Sunday, March 28, 2021

#87 / Safe At Home!

This great picture was scavenged from one of the many political bulletins that routinely penetrate my email inbox. The thought that came to my mind, immediately upon seeing the photo, was that this ballplayer would soon be celebrated: "Safe at Home!"

That "Safe at Home" phrase, of course, is most commonly utilized in baseball commentary, in just the way I imagined it, and that "Safe at Home" proclamation is almost always expressed with great enthusiasm. When a runner on third base tries to score on an infield hit, the question will necessarily be posed. What's going to happen? Will he make it? Those who try to make it "Home" aren't always successful - but it's most exciting when they are!
"Safe at Home" has now also acquired another meaning. During the last year, almost all of us who are lucky enough to have homes to repair to have found ourselves self-isolated inside the protective space that our homes provide. Sometimes, our self-isolation at home has been willingly accepted.
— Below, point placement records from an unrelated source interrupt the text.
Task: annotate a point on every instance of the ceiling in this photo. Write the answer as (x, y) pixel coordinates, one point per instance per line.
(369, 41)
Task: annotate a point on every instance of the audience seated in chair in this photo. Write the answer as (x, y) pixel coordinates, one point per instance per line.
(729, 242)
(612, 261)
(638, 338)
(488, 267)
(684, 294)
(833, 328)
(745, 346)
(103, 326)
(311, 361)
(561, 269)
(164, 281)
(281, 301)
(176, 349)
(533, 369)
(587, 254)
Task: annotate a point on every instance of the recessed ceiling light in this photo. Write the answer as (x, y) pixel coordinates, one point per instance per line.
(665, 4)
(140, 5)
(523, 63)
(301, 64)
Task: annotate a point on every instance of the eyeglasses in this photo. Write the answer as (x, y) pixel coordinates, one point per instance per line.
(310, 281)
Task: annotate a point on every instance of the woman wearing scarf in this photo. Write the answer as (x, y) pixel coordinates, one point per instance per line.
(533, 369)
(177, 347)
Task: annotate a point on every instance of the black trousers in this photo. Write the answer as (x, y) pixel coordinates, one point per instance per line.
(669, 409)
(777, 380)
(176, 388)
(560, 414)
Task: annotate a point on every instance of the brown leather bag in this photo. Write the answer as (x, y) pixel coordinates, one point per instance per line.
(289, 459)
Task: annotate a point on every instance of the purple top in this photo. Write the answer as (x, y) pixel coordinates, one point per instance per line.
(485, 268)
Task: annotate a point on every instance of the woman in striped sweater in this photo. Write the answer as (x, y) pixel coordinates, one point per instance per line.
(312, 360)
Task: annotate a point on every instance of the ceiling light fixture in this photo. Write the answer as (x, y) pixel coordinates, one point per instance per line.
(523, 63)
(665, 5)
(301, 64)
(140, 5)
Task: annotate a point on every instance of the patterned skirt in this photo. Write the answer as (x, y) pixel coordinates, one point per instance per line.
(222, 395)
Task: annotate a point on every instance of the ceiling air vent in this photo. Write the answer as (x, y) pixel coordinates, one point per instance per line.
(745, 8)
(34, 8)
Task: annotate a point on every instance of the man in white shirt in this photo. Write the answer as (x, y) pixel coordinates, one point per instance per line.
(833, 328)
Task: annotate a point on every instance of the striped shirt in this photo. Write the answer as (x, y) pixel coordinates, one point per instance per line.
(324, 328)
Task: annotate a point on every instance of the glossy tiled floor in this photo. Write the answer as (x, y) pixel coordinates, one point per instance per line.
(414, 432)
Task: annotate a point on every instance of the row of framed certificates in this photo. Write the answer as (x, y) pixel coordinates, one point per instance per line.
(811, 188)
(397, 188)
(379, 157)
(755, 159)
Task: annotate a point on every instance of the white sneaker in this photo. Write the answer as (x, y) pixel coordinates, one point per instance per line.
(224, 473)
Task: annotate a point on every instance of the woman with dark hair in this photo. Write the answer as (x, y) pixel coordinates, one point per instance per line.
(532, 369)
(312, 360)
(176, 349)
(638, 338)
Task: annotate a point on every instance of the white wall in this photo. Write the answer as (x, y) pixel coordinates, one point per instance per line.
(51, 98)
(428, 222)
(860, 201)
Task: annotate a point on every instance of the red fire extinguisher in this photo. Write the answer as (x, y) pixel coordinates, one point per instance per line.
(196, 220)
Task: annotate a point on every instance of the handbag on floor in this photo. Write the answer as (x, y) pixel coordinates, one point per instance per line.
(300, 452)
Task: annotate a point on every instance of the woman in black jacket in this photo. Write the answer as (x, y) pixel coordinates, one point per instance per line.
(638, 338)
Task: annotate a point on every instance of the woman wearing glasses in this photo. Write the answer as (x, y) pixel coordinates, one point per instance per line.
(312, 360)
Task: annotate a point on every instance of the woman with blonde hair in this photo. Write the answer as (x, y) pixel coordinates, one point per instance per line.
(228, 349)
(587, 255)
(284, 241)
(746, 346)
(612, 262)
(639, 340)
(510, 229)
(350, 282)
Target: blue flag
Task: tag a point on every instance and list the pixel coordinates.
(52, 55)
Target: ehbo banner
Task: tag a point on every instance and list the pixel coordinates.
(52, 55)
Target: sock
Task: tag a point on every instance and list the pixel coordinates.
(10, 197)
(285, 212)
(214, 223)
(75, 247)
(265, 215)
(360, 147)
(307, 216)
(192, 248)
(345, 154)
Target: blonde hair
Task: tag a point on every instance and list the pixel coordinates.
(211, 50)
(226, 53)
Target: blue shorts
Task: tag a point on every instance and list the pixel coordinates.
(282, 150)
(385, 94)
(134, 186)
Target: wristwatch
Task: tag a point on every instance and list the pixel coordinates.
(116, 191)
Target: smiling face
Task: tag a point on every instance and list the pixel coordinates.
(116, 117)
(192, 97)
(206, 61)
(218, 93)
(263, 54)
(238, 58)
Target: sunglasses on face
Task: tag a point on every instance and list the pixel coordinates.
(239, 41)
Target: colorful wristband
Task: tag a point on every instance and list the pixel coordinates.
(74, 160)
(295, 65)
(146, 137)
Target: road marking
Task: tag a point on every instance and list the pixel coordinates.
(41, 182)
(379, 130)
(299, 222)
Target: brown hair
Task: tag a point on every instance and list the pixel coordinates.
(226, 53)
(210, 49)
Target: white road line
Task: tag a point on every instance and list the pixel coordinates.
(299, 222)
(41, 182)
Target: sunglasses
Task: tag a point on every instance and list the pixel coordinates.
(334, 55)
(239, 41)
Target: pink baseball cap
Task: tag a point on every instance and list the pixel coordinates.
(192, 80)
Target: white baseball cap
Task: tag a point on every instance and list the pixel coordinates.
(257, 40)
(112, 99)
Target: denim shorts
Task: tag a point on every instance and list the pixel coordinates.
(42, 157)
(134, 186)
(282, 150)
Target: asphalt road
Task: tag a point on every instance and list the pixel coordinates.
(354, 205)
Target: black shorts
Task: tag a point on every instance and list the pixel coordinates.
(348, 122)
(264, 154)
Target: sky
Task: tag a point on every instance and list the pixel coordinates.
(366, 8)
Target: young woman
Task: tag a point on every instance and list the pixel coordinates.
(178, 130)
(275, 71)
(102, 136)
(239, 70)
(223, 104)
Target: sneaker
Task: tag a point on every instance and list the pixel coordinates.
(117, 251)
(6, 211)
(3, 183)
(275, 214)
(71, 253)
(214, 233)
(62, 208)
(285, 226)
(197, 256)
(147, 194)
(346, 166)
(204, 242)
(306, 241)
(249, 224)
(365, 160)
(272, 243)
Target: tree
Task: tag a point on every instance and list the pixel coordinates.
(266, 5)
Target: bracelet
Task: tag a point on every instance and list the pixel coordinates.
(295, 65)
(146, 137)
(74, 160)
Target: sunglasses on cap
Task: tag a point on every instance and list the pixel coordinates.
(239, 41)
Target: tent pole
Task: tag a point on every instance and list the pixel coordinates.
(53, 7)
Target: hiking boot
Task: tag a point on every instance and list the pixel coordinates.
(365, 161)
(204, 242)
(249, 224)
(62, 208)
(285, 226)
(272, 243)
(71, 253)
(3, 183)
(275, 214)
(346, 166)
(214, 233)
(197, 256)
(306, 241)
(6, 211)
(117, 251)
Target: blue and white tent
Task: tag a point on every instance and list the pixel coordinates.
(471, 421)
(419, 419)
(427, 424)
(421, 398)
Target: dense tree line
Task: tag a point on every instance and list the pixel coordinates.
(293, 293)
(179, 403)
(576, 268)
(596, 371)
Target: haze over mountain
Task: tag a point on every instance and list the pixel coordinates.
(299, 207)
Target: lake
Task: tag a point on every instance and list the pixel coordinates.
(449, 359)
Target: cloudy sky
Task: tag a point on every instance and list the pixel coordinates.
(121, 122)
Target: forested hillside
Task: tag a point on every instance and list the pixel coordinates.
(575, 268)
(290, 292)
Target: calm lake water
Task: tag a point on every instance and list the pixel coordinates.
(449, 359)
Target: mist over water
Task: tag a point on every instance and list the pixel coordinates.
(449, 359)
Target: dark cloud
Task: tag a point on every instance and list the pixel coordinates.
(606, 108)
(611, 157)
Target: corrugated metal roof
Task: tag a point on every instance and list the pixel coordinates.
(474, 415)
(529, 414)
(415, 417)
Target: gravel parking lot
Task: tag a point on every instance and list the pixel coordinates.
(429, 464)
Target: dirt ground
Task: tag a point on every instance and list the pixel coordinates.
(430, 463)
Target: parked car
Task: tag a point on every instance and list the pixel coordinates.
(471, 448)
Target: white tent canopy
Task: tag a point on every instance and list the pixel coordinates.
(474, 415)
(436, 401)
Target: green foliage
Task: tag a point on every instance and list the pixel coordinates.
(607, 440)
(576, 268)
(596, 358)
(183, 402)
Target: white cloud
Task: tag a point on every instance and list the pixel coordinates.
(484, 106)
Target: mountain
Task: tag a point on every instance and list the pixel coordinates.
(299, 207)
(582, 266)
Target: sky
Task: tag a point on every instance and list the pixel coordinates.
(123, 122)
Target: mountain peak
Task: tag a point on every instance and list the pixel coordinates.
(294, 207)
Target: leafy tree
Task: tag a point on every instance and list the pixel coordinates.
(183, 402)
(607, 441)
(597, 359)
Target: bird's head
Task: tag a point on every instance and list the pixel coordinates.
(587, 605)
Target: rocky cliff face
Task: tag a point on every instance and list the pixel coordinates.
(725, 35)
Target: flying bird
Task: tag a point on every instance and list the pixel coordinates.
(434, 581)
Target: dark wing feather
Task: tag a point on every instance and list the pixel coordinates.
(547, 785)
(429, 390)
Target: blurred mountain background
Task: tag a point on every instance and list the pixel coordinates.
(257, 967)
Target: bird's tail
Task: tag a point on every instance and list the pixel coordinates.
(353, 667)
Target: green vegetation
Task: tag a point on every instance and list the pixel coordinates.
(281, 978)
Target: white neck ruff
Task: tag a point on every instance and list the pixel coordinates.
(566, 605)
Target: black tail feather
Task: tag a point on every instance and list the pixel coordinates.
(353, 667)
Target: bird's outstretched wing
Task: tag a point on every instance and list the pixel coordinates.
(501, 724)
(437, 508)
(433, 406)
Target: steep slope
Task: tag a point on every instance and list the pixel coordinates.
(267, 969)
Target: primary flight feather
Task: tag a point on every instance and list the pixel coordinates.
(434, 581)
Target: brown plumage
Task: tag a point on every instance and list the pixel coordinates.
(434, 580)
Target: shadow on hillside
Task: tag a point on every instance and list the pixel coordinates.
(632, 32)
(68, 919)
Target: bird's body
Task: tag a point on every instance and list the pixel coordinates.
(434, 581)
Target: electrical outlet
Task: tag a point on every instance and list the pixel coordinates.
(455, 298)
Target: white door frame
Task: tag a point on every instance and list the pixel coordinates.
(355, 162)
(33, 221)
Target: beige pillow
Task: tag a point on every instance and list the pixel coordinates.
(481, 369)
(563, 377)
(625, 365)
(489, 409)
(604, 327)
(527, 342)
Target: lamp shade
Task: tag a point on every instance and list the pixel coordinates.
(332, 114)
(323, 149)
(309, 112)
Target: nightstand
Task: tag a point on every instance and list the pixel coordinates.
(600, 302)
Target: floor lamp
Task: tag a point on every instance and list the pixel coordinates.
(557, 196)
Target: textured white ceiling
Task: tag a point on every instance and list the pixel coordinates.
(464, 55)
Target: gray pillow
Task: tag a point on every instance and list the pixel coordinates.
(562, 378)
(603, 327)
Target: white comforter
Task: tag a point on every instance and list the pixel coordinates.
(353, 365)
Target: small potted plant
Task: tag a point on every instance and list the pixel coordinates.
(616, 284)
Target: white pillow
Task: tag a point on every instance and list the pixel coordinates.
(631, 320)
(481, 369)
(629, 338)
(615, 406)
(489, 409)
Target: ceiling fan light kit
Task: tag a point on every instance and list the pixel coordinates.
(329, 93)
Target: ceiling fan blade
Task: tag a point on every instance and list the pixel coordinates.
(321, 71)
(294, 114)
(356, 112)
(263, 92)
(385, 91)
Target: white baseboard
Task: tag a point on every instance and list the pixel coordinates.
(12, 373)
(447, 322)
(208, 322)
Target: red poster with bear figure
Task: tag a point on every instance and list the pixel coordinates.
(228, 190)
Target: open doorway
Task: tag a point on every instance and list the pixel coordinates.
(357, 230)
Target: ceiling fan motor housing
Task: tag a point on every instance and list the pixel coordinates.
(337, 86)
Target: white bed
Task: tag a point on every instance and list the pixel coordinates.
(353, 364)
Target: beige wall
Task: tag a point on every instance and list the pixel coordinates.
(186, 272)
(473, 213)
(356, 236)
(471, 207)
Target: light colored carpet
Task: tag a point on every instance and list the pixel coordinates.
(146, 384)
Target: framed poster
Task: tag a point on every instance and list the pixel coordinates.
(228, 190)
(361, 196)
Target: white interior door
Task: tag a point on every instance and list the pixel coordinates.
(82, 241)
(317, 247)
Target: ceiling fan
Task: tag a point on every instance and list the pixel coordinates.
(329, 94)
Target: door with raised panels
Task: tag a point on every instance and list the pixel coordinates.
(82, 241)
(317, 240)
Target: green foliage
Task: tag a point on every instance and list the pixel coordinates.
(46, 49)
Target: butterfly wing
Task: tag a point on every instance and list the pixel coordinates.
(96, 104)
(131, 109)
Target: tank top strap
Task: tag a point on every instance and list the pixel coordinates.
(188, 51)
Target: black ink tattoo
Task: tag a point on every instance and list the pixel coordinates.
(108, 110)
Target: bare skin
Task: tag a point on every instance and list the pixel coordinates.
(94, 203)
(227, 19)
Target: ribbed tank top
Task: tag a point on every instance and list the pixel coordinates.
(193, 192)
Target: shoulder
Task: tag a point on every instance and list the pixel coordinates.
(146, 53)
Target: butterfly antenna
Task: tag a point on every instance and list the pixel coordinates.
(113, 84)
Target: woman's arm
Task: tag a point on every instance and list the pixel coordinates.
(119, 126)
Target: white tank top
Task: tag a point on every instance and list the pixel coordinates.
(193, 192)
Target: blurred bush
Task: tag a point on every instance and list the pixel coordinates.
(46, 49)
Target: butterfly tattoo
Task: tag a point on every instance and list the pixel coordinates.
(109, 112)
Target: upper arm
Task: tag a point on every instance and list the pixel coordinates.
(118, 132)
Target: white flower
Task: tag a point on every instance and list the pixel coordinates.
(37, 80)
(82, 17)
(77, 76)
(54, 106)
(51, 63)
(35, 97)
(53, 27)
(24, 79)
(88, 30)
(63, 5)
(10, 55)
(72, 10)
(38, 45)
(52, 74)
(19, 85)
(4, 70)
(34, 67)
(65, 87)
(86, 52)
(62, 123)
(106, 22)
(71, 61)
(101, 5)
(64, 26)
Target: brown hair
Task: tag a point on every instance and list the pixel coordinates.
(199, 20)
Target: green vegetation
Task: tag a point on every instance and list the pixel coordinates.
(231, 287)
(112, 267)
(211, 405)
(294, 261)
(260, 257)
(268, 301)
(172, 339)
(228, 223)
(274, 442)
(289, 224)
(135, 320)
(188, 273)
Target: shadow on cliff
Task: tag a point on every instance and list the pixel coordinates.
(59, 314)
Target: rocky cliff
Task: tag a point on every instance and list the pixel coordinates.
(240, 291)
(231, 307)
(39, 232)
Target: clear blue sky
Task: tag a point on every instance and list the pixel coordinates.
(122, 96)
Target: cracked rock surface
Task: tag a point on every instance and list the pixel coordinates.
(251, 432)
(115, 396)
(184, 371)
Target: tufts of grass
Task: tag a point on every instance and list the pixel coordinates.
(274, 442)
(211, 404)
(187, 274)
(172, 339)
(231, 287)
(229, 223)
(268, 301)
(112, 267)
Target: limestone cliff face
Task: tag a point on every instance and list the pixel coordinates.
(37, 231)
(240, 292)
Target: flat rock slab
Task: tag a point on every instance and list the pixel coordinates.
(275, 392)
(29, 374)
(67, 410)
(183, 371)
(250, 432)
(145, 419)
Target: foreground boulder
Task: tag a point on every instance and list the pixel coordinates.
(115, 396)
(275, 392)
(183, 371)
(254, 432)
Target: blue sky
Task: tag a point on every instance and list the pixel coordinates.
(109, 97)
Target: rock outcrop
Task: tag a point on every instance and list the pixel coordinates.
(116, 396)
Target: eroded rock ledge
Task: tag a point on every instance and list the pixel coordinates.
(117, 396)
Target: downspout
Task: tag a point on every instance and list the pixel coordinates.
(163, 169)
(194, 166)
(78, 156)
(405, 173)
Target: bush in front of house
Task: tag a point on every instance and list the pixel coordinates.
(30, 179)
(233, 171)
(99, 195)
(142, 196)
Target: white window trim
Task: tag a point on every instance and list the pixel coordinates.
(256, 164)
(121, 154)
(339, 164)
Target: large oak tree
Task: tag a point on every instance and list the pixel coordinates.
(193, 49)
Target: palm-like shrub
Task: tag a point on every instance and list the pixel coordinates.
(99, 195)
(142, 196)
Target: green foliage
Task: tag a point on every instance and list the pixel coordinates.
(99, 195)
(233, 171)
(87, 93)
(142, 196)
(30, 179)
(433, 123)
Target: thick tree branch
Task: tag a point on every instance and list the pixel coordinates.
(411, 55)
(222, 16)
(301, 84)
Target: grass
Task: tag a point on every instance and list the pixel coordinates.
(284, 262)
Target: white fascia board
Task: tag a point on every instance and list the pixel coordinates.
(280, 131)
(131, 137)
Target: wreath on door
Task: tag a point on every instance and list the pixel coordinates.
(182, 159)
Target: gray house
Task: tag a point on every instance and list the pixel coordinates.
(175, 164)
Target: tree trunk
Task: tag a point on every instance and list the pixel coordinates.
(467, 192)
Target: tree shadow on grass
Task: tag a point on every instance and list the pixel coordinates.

Other times, perhaps, not so willingly. Knowing, however, that venturing out into public spaces would inevitably expose us to the dangers of the coronavirus has kept a lot of people inside. When congregating with other people is verifiably risky, we all have learned that we might be better off to be "Safe at Home." 
That "Safe at Home" position has had some consequences for the kind of public participation that is the sine qua non of democratic politics. Anyone following local politics in Santa Cruz, California, for instance, has observed how the Santa Cruz City Council and the Santa Cruz County Board of Supervisors have so quickly and readily accepted the idea that members of the public should not be allowed into the same room with the elected officials who supposedly represent them. Both bodies could have made arrangements for socially distanced meetings, with remote access as an alternative. Both bodies have chosen not to. 

The result (particularly at the City Council) has been decisions that seem oddly detached from an understanding of the real impact that the decisions will have on the public. For instance, the City Council has just recently voted, unanimously, to begin a process to apply high-density (high-rise) General Plan designations on the "South of Laurel" neighborhood. Any decision to begin such a process was supposed to follow a vigorous public outreach effort, but no such public outreach effort was ever made. Still, the Council forged ahead. There was no one in the room but the Council Members and the staff, as this staff-recommended proposal was ratified. Well-connected landowners in the area may be expecting a windfall - and may get one, too - but city residents in general, and those whose neighborhood is about to be transformed, have had no in-person opportunity to have their say.

Even more amazing was another recent City Council decision, again decided upon with no members of the public in the room. That decision, to enact a so-called "Outdoor Living Ordinance," directed the City Police Department, and other city staff, to require any homeless person found sleeping or living in a tent (and particularly in any homeless "camp") to pack up that tent at 7:00 a.m. every day, along with any sleeping gear and any personal possessions that the homeless person might have, and then to walk the streets during daylight hours. Homeless persons would be allowed to sleep at night, just not in any area where homeless persons are now sleeping, and where there might be some public facilities they could utilize. The City ordinance suggests that the best place for homeless persons to sleep (and only between sundown and sunup) would be on the sidewalks of residential streets.
Self-governing communities need to interact, in person. Elected representatives who find it comfortable to make staff-recommended decisions without having actually to see the members of the public who will be affected, and who care about what the decision might mean, are undermining the democratic process. 
Democracy is a "public" thing. It will not be "Safe at Home."